A UC Santa Barbara researcher has found a lot of different people who have found a lot of different gods, be it God, Allah, Buddha or Ramtha, a 35,000-year-old spirit warrior from Atlantis that J.Z. Knight of Tacoma, Washington claims to be inhabited by.
Published last December, J. Gordon Melton’s seventh edition of the Encyclopedia of American Religion documents the existence of over 2,000 religious groups throughout the world. Melton is the director of the Institute for the Study of American Religion, located in Santa Barbara, and adjunct research specialist at UCSB’s Dept. of Religious Studies. The most recent version of his book also contains documentation on several hundred currently defunct cults and religious groups.
Melton said he began his research on religions and cults of the world during the mid 1960s. The first two books he published listed a total of only 400 groups.
By the time he was in graduate school at Northwestern, Melton said he was able to double his previous list with new groups he had learned about. While attending the school, Melton began hanging around with counterculture-type people who invited him to attend their ritual practices. He said it was easy to dedicate himself to the study of the groups.
“Nobody else was doing it, so I decided that it was something I was going to do,” Melton said. “From then on, it became my life work.”
Melton also studies secret cults but tries not to betray their trust when writing about them.
“Most of the secret groups are not secret,” Melton said. “They want to establish contact. You just need to learn how to contact them. Nowadays it’s a lot easier due to the Internet.”
Not only a student of religion, Melton is a participant as an ordained minister of the United Methodist Church in Illinois. He has an office at the University United Methodist Church in Isla Vista, where he occasionally preaches.
Although he is an evangelical Christian, he said his views are objective when exploring other groups. Melton said he believes in religious freedom, but has never found any other religious group that was able to convince him enough to change his Methodist beliefs.
“When I write my books, I try not to report my own feelings,” Melton said. “That’s the best way. Just keep it to the facts.”
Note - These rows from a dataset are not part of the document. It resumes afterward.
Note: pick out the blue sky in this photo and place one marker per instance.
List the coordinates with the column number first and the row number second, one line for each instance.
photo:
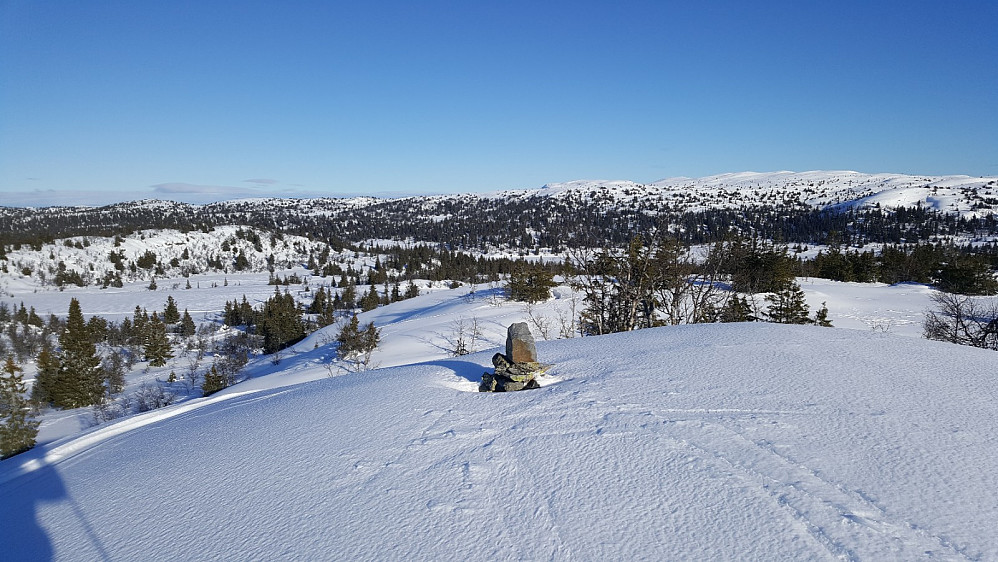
column 119, row 100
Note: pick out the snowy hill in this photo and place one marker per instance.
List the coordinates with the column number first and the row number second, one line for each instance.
column 748, row 441
column 962, row 195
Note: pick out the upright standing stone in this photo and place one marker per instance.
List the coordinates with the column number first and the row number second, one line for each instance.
column 520, row 347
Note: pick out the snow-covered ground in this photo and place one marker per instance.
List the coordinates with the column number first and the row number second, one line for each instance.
column 750, row 441
column 422, row 329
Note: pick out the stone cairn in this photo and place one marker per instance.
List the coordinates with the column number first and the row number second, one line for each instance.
column 518, row 368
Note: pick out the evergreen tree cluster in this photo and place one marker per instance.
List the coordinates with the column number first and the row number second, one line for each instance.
column 17, row 426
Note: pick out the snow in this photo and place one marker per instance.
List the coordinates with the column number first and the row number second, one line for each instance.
column 749, row 441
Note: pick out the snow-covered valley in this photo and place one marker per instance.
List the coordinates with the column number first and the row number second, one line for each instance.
column 746, row 441
column 710, row 441
column 713, row 441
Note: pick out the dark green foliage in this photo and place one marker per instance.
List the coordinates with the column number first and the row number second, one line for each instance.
column 323, row 308
column 171, row 315
column 737, row 309
column 241, row 262
column 370, row 300
column 213, row 382
column 81, row 378
column 47, row 378
column 821, row 317
column 187, row 327
column 280, row 322
column 966, row 275
column 17, row 427
column 787, row 305
column 530, row 283
column 157, row 343
column 147, row 260
column 356, row 342
column 759, row 267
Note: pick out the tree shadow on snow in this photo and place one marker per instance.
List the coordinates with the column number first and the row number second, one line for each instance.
column 464, row 369
column 22, row 535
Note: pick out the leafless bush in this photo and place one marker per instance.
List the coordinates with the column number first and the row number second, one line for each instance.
column 464, row 336
column 108, row 410
column 963, row 320
column 151, row 396
column 540, row 322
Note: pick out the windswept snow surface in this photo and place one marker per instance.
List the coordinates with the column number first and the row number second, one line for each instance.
column 750, row 441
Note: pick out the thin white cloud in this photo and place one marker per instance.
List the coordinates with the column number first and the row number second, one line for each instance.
column 173, row 188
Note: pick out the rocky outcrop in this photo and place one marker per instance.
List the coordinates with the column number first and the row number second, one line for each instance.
column 520, row 346
column 518, row 368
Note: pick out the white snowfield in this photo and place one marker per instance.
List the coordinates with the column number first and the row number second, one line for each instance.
column 706, row 442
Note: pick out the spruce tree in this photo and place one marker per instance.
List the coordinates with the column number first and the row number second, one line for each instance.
column 355, row 342
column 47, row 378
column 171, row 315
column 787, row 305
column 213, row 382
column 187, row 327
column 81, row 378
column 157, row 348
column 821, row 317
column 17, row 428
column 737, row 309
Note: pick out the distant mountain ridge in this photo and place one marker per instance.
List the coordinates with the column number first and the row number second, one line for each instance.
column 792, row 206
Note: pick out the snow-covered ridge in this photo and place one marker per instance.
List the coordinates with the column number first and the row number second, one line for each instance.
column 794, row 443
column 961, row 194
column 820, row 189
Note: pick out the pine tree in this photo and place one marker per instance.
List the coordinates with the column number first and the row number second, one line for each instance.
column 81, row 378
column 213, row 382
column 157, row 348
column 47, row 378
column 370, row 300
column 355, row 342
column 281, row 323
column 737, row 309
column 787, row 305
column 17, row 428
column 187, row 327
column 821, row 317
column 171, row 315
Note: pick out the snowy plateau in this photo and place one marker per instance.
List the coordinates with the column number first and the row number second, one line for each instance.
column 747, row 441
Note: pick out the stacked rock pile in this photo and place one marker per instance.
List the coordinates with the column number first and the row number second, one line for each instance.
column 518, row 368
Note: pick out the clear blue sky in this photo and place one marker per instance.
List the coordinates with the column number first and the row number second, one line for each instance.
column 131, row 99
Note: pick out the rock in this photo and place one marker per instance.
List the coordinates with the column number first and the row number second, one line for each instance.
column 518, row 368
column 520, row 346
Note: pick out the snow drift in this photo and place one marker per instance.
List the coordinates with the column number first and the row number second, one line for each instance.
column 747, row 441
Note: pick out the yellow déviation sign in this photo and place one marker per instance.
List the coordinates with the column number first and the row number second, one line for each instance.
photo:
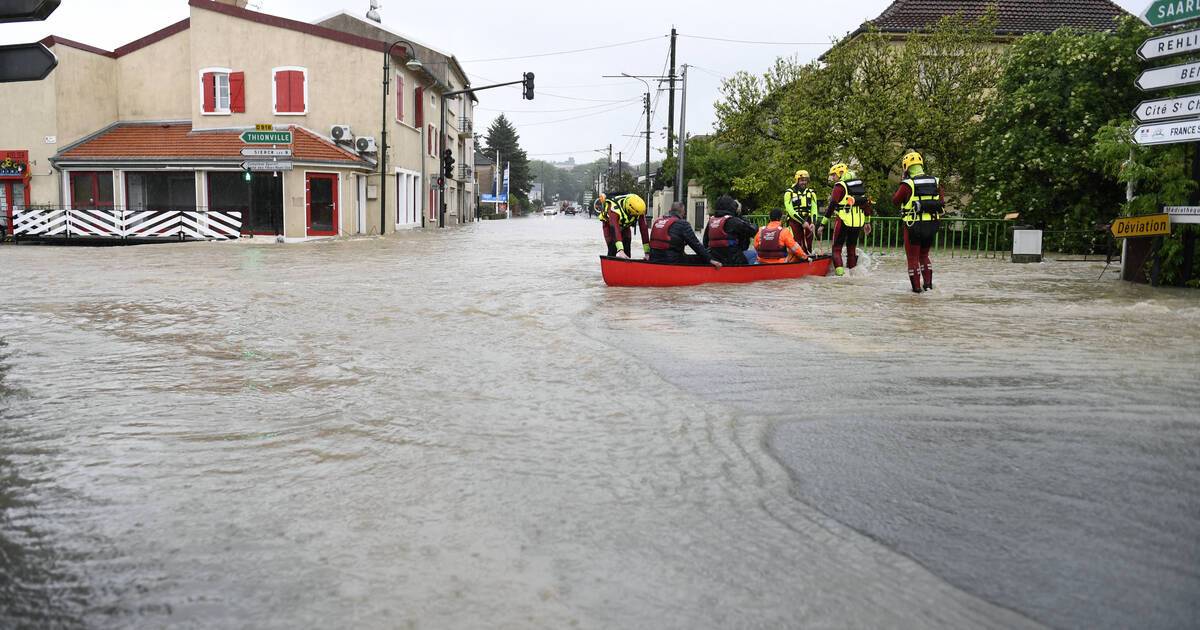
column 1141, row 226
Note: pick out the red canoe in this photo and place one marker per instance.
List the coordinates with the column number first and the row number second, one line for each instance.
column 628, row 273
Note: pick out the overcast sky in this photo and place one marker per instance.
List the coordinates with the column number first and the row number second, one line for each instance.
column 577, row 111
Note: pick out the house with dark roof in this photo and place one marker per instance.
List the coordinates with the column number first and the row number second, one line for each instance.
column 235, row 123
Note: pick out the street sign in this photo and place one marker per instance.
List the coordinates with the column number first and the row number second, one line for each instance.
column 1168, row 108
column 267, row 137
column 1169, row 76
column 1161, row 12
column 27, row 10
column 1183, row 214
column 265, row 165
column 25, row 61
column 1168, row 132
column 252, row 151
column 1141, row 226
column 1170, row 45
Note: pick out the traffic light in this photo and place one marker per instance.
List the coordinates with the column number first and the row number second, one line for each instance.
column 528, row 87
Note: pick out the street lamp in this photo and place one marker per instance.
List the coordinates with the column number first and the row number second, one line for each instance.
column 413, row 64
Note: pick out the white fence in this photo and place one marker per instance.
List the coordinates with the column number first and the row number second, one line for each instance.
column 42, row 222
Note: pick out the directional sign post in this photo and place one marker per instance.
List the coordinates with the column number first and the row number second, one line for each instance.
column 252, row 151
column 1169, row 76
column 1168, row 108
column 267, row 137
column 25, row 61
column 1141, row 226
column 1162, row 12
column 265, row 165
column 1176, row 43
column 1168, row 132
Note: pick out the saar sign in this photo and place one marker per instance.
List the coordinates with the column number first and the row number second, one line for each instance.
column 1141, row 226
column 1161, row 12
column 1168, row 132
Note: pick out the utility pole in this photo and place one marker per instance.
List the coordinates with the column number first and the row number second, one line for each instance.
column 671, row 97
column 681, row 185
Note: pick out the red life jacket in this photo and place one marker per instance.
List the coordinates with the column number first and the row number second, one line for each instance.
column 717, row 234
column 771, row 244
column 660, row 237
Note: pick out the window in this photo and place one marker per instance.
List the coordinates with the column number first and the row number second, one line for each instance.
column 419, row 107
column 400, row 97
column 91, row 189
column 222, row 91
column 291, row 90
column 167, row 190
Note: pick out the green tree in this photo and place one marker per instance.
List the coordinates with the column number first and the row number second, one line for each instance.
column 1035, row 151
column 503, row 137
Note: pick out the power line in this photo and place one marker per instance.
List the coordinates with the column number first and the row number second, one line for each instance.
column 562, row 52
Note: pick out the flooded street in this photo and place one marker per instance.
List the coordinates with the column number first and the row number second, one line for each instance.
column 467, row 429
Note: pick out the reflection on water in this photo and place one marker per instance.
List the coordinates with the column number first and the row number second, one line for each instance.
column 466, row 429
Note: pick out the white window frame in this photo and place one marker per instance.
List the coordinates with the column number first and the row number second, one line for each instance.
column 219, row 73
column 275, row 93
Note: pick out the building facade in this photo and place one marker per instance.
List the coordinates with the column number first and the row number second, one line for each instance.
column 112, row 142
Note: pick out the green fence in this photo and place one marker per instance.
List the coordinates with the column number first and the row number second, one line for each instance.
column 959, row 238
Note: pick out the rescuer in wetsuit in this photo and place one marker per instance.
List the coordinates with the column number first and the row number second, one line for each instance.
column 852, row 208
column 801, row 209
column 670, row 234
column 726, row 234
column 777, row 244
column 922, row 203
column 618, row 215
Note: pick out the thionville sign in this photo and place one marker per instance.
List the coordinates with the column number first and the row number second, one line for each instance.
column 1168, row 108
column 1168, row 132
column 251, row 151
column 1169, row 76
column 1141, row 226
column 267, row 137
column 1161, row 12
column 1170, row 45
column 1183, row 214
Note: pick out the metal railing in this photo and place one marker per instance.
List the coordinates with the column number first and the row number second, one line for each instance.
column 959, row 238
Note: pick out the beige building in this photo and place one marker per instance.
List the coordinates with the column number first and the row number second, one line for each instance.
column 150, row 138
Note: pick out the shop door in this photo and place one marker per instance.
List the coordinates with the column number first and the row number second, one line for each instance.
column 321, row 197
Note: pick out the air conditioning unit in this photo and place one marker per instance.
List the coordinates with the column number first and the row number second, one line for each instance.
column 365, row 144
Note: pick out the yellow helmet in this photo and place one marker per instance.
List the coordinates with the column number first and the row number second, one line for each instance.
column 910, row 159
column 634, row 204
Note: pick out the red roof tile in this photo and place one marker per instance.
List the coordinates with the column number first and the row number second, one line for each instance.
column 1017, row 17
column 175, row 141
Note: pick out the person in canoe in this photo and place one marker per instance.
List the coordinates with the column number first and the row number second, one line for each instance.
column 727, row 234
column 801, row 210
column 670, row 234
column 777, row 244
column 922, row 203
column 618, row 215
column 852, row 208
Melton said he is fairly conservative religiously and theologically, but not socially. He said everyone should be respected for their individual religious backgrounds.
“As a religious scholar, my hope is that people will learn to honor other peoples’ traditions and values and live together without throwing rocks at each other,” Melton said. “Part of the rationale for doing this book is that any group is a minority religion, a small part of the whole. We need to learn to respect other people and honor their practices.”
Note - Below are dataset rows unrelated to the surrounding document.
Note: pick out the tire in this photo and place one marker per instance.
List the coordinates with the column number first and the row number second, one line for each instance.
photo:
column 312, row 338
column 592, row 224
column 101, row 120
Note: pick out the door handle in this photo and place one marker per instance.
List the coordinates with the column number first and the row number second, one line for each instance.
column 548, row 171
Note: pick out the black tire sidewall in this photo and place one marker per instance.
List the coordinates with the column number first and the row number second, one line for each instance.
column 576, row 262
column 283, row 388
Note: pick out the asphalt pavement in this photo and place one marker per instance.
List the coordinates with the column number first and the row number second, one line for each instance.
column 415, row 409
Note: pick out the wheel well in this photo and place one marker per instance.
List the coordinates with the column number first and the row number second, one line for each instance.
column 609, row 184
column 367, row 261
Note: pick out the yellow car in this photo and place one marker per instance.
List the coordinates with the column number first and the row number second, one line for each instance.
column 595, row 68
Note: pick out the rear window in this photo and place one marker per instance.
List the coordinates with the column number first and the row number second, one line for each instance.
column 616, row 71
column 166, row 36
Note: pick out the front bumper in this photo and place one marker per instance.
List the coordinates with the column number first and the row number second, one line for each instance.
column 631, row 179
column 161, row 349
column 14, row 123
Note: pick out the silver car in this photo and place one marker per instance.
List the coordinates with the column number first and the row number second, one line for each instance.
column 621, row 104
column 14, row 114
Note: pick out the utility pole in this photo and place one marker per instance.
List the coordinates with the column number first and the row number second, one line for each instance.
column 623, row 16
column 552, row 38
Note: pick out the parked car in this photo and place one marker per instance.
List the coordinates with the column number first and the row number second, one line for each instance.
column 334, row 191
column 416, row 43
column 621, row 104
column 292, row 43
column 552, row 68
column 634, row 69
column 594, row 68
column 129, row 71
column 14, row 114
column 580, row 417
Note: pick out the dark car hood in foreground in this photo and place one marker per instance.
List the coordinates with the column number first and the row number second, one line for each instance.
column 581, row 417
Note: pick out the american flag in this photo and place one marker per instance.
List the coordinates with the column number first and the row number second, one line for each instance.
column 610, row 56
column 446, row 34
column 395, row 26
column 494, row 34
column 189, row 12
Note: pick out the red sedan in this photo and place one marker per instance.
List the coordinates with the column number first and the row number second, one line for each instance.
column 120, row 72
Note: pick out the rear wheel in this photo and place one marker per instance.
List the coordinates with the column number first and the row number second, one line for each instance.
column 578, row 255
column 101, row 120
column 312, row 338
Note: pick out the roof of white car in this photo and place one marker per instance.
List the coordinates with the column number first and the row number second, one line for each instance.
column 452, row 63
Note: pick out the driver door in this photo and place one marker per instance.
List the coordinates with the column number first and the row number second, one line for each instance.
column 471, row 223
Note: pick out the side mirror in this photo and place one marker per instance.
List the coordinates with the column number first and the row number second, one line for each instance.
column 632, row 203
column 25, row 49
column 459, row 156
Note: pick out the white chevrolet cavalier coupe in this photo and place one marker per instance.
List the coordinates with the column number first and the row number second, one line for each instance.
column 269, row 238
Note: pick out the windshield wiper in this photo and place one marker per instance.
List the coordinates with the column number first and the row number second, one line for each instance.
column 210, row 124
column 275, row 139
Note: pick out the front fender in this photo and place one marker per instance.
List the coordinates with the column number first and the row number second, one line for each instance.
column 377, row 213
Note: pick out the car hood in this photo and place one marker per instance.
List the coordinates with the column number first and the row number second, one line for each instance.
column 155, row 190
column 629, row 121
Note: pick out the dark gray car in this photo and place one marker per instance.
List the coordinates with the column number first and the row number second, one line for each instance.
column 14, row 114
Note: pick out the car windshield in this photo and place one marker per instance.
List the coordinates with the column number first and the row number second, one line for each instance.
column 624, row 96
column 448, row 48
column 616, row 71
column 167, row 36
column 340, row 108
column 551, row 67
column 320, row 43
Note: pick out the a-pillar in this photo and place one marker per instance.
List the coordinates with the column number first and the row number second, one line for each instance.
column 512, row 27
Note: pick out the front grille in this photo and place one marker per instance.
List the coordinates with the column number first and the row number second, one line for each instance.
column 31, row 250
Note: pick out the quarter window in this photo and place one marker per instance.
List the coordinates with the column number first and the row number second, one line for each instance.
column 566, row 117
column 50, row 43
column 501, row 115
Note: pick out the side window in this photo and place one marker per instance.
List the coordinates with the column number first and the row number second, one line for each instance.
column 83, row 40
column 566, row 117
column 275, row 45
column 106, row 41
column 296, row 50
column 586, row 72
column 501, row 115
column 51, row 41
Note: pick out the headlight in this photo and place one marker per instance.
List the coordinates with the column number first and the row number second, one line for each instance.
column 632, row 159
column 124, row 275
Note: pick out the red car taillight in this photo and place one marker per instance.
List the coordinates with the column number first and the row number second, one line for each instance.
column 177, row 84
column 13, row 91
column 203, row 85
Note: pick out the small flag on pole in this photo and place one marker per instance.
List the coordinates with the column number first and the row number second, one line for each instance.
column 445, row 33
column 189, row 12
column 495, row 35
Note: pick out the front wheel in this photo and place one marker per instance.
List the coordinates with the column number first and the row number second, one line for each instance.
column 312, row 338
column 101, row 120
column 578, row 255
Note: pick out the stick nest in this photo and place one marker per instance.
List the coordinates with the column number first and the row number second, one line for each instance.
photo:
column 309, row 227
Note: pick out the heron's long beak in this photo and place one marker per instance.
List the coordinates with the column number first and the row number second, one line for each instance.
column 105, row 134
Melton said many Christians, secular apologists and countercult professionals disagree with his work and often attack him.
The Christian website “Apologetics Index” calls Melton a “cult apologist,” and says many cults use his works “in their crusade against the anticult and countercult movements.”
Melton does not consider himself to be a controversial figure, but acknowledges that he has been involved in controversial topics. He specifically mentioned the misconception that cults were brainwashing people, an idea that originally tainted the public image of cults in the 1970s.
Another myth about cults is that they often commit mass suicide. Melton said there have actually been only three such incidents, with the mass suicide of 39 members of the Heaven’s Gate cult in San Diego in March 1997 being the most recent.
Beginning in the late 1960s, most social scientists stopped using the world “cult” in favor of the term “new religion.”
Melton is also known for defending cults such as the Aum Shinrikyo group. He was the first to write about the Aum before the group was connected with a sarin nerve gas attack on a Japanese subway station in 1995. After interviewing members of the cult, Melton and his colleagues believed that if the group committed the attack, they did it at the urging of their leaders rather than for religious reasons.
Melton said he has written around 35 books and built a collection of nearly 50,000 volumes and 25 filing cabinets’ worth of materials that he has collected during his studies. Melton brought all of his materials with him to UCSB, and they are stored in the special collections office, located on the third floor of Davidson Library, where they may be viewed by students.
He said he continues to travel and discover more religious groups, though each group reacts differently to his curiosity.
“A few cults don’t want anyone to write about them, but most of them want to be revealed. Some groups can care less,” Melton said.
Melton will be teaching a class called “New Religions” at UCSB this summer.